Monday, Jul. 29, 1946
New Play in Manhattan
Maid in the Ozarks (by Claire Parrish; produced by Jules Pfeiffer) reached Broadway after five years of racketing about the country (TIME, March 29, 1943). Before running up the curtain, Producer Pfeiffer set a Broadway precedent by running down the play. Said his outsize newspaper ads: "The management of Maid in the Ozarks believes that the . . . critical consensus will be that this . . . is the worst play that has ever hit Broadway."
The critics readily obliged.
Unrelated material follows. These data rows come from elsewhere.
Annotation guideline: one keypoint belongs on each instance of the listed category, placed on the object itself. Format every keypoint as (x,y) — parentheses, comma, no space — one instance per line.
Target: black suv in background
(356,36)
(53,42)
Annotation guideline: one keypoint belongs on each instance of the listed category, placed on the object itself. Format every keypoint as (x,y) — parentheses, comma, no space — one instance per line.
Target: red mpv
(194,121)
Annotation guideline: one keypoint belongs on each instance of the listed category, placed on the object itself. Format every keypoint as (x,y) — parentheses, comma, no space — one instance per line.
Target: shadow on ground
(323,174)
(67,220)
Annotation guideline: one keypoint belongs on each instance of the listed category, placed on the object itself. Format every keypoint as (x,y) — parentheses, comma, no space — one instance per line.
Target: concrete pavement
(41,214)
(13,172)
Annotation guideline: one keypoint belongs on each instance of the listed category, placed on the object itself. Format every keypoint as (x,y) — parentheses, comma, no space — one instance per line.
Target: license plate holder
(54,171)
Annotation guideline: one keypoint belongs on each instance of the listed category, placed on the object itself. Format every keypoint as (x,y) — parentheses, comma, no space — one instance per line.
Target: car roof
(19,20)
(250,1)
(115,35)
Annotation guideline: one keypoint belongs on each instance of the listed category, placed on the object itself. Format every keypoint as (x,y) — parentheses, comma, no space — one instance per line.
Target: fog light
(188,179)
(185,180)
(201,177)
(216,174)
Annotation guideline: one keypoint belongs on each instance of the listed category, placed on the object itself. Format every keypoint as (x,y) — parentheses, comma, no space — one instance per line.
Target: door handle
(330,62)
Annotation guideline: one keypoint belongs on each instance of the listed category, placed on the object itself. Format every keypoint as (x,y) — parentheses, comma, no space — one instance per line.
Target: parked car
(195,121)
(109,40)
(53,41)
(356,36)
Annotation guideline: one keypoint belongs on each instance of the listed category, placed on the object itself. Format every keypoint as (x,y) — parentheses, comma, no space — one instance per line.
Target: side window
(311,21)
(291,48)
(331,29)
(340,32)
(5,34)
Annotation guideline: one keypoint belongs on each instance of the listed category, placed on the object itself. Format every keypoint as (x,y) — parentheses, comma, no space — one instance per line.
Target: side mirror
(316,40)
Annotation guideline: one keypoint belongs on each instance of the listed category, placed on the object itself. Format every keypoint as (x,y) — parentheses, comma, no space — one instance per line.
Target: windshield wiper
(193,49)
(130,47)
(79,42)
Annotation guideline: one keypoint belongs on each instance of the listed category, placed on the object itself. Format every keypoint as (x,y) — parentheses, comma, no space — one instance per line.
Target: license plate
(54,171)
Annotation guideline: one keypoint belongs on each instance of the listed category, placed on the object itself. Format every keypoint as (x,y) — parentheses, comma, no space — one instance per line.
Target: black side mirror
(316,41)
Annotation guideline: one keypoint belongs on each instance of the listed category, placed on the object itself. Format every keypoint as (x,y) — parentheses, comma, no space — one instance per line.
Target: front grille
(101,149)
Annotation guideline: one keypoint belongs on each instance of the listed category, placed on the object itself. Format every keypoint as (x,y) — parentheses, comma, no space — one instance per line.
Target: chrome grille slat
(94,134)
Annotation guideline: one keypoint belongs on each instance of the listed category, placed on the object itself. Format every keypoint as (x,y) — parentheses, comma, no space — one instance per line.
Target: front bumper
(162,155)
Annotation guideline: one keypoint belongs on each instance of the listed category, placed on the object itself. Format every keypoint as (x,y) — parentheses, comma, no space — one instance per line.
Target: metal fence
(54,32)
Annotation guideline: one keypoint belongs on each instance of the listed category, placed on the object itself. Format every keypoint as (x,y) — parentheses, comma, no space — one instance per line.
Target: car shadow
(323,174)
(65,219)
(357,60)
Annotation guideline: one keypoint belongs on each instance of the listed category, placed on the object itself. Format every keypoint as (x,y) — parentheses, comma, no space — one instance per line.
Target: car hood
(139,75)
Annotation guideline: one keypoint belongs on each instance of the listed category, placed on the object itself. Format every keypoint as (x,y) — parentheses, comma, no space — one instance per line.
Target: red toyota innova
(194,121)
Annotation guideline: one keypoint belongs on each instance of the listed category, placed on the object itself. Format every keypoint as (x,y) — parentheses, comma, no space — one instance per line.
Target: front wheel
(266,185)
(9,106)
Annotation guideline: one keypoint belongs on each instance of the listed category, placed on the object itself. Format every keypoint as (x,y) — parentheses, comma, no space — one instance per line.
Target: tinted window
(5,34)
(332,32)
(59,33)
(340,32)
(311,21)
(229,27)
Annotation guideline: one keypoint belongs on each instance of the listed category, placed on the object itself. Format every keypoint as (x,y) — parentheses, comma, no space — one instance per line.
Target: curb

The Mirror's tribute: "One of the . . . nastiest . . . exhibits ever to contaminate a theater." The Post's: "[The] ad's wrong, son. It's the worst play that ever hit any place."
If not the worst play in Broadway annals, Maid in the Ozarks is very likely the most needlessly disgusting. Though its publicity stresses sex, it contains little except the sort exemplified in a game of footie between two younkers known as Daisy Bell (Cecile de Lucas) and Thad Calhoun (Larry Sherman). Its long suit is actually scatology -- lice, bedbugs, belches, outhouses, bare and dirty feet planted on the breakfast table. These intended guffaw-getters are complemented by such basic hillbilly humors as drunken lechers, gabbling halfwits and twitching hags.
Despite consistently brutal reviews, Maid has played to six million people, and started Ozark-born Playwright Parrish on the way to becoming a hillbillionaire. In Manhattan last week, the management advertised "Seats Now Selling 8 Years in Advance," with "Special Spicy Mats. Sat. and Sun."